Igor Kozlov

Data Scientist

Retour à la liste des conférenciers et sessions

Igor Kozlov Data Scientist, Bell Canada

Igor Kozlov received his PhD from McGill University, Canada. He co-authored 9 research articles in 3 different fields, including computational studies of data from the LHC (biggest experiment in human history). Currently he works as a Data Scientist in Cyber Security at Bell Canada. He is always happy to share his passion for everything (data, computer, natural, applied, fundamental) science.


Discussion: Detection engineering

This is a Q&A session.


Q&A and discussion for the malware block, hosted and moderated by Jared Atkinson. Questions will be gathered from the audience during the four prior talks.

Discussion.

Talk: Data Science way to deal with advanced threats.


Is your SOC flooded with False Positives, but you are afraid to raise the rules' thresholds as this will allow advanced attackers to stay under the radar? Are your SOC analysts overwhelmed with the amount of data that they have to go through in order to give initial assessment of a security event? In this talk we will share Data Science methods that proved successful in addressing the above mentioned challenges in our corporate setup. Specifically, we will go over combining Unsupervised and Supervised Learning (Elastic and Scikit-Learn), advanced visualizations providing "light speed" deep dive into anomalies triage and environment monitoring (Python and Plotly dashboard). We will demonstrate how all this was used to detect distributed credential attacks that stayed under the radar of other solutions while saving time to our analysts.

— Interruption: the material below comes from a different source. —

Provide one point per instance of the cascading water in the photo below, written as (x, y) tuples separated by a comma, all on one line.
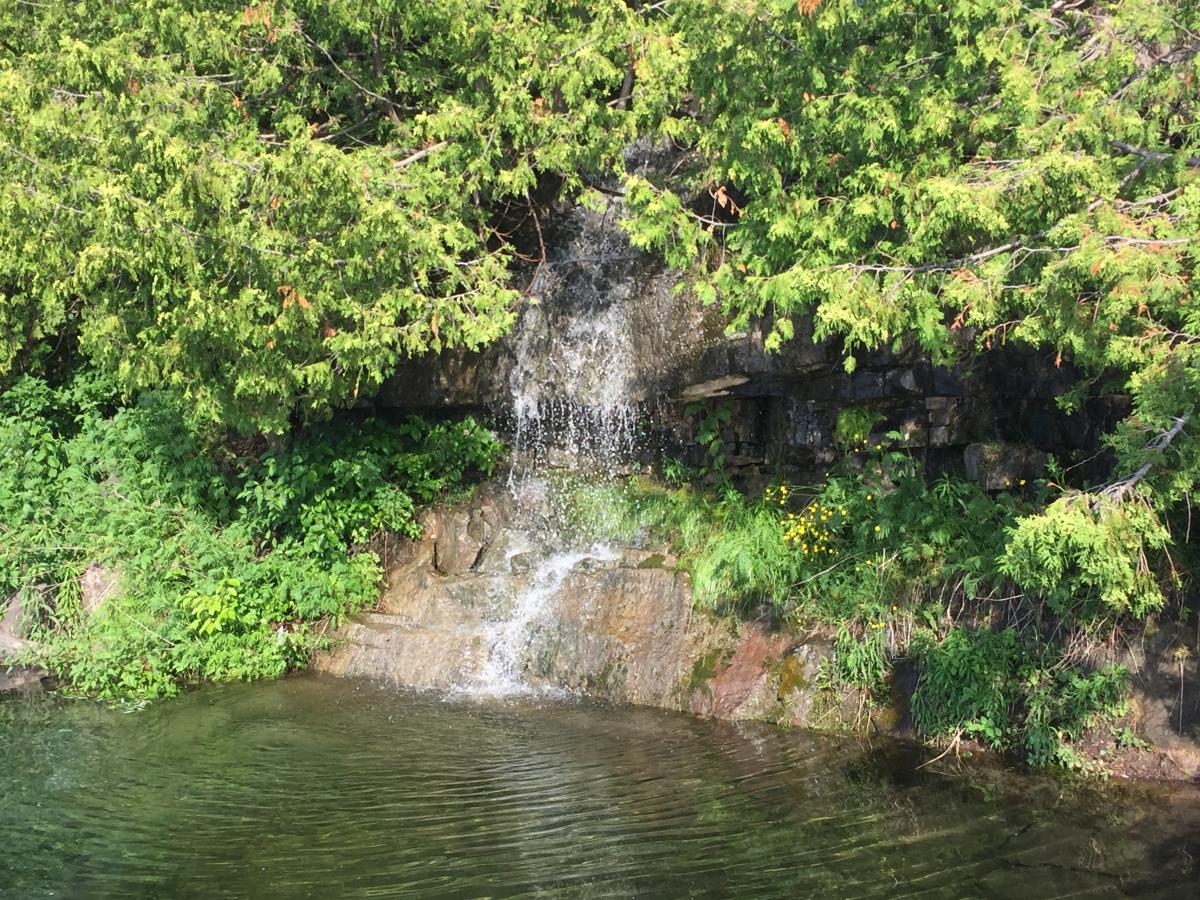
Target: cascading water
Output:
[(508, 639), (571, 407)]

The talk will start with an explanation of the flexibility that the Machine Learning (ML) approach brings compared to the static rule based one. (Throughout the talk, we will be following a credential attack T1078 example for illustrative purposes, but it will be explained how the suggested approach generalizes to other Mitre ATT&CK TTPs.) Specifically, the latter suffers when thresholds change over time and/or vary from one monitored entity (corporation/user/server/website/etc) to another. This leads to either attackers being able to "stay under the radar" or analysts being flooded with False Positives.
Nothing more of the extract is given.